NEW YORK — In a record sale for a U.S. sports franchise, the co-founder of Alibaba agreed to buy the remaining 51 percent of the Brooklyn Nets and Barclays Center for about $3.4 billion, two people with knowledge of the details said Friday.
Joe Tsai already had purchased 49 percent of the team from Russian billionaire Mikhail Prokhorov in 2018, with the option to become controlling owner in 2021.
Instead, he pushed up that timeline for full ownership of a team on the rise after signing superstars Kevin Durant and Kyrie Irving in July.
Terms were not disclosed, but those familiar with the agreements told The Associated Press that Tsai is paying about $2.35 billion for the Nets and nearly $1 billion in a separate transaction for the arena. They spoke on condition of anonymity because the transactions are not complete.
The deal is expected to be completed by the end of September and is subject to approval by the NBA's Board of Governors.

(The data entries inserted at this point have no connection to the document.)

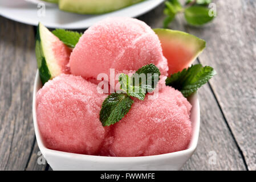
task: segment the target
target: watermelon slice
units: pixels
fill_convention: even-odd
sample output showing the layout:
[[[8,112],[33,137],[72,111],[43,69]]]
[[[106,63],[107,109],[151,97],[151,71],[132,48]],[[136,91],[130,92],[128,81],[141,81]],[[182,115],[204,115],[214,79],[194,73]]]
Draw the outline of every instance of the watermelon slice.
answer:
[[[168,62],[168,75],[189,67],[205,47],[205,40],[184,32],[164,28],[154,31]]]
[[[42,83],[62,73],[68,73],[67,67],[71,50],[42,23],[37,28],[35,55]]]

It will surpass the $2.2 billion that Tilman Fertitta paid for the NBA's Houston Rockets, and that David Tepper spent for the NFL's Carolina Panthers.
Tsai is the executive vice chairman of the Alibaba Group, the Chinese e-commerce giant. He already had purchased the WNBA's New York Liberty.

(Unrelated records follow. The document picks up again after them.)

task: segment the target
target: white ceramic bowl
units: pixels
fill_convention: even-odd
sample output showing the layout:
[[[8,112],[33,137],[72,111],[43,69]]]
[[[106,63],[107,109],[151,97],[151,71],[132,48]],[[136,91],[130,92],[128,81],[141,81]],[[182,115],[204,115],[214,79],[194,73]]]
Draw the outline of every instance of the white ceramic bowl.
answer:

Prokhorov became the NBA's first non-North American owner in 2010 and oversaw the Nets' move from New Jersey to Brooklyn two years later. He spent big in the first couple years after the move in a quest to chase a championship, but the team soon became one of the worst in the NBA before rallying to return to the playoffs last season.
“It has been an honor and a joy to open Barclays Center, bring the Nets to Brooklyn, and watch them grow strong roots in the community while cultivating global appeal,” Prokhorov said in a statement. “The team is in a better place today than ever before and I know that Joe will build on that success, while continuing to deliver the guest experience at Barclays Center that our fans, employees, and colleagues in the industry enjoy.”

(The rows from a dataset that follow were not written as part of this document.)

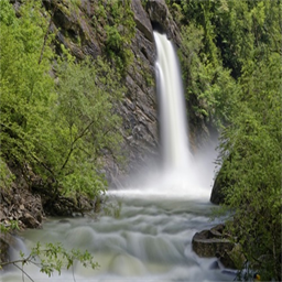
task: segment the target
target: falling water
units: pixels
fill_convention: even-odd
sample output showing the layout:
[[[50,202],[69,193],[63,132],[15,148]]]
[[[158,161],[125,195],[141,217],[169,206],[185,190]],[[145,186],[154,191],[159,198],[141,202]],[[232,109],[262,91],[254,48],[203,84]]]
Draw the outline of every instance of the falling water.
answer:
[[[166,35],[154,32],[154,37],[164,167],[170,171],[188,170],[185,100],[177,56]]]
[[[118,218],[101,215],[99,220],[50,219],[41,230],[22,232],[21,250],[25,253],[36,241],[62,242],[67,249],[88,250],[100,264],[99,269],[90,270],[75,263],[73,273],[63,271],[61,276],[50,279],[39,268],[26,265],[25,272],[33,281],[234,281],[234,276],[220,269],[210,268],[216,259],[198,258],[192,250],[193,235],[214,225],[209,220],[212,204],[208,203],[213,173],[210,165],[206,166],[205,162],[200,165],[188,150],[185,102],[173,45],[165,35],[154,33],[154,36],[164,167],[154,177],[142,174],[139,181],[150,178],[145,185],[112,192],[113,197],[108,194],[113,203],[116,197],[121,199]],[[206,153],[203,160],[207,159]],[[204,196],[202,187],[206,188]],[[17,260],[19,249],[12,256]],[[0,273],[0,281],[22,282],[22,273],[11,268]]]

Prokhorov had invested $200 million and made funding commitments to acquire 80 percent of the team and 45 percent of the arena project. He later bought the remainder of the arena, which quickly became a popular attraction for concerts, boxing and college basketball, as well as the home of the New York Islanders.
Tsai, a native of Taiwan, is positioned to take full control of the team by the time the Nets head to China to play two exhibition games against the Los Angeles Lakers in October. That comes at the start of a season of renewed excitement for the Nets, who just three seasons ago won an NBA-worst 20 games but are set to make a big move up the standings after landing two of the best players on the market when free agency opened.
“I've had the opportunity to witness up close the Brooklyn Nets rebuild that Mikhail started a few years ago. He hired a front office and coaching staff focused on player development, he supported the organization with all his resources, and he refused to tank,” Tsai said. “I will be the beneficiary of Mikhail's vision, which put the Nets in a great position to compete, and for which I am incredibly grateful.”
Brett Yormark, the CEO of BSE Global, which manages the team and the arena, will oversee the transition before leaving for a new role.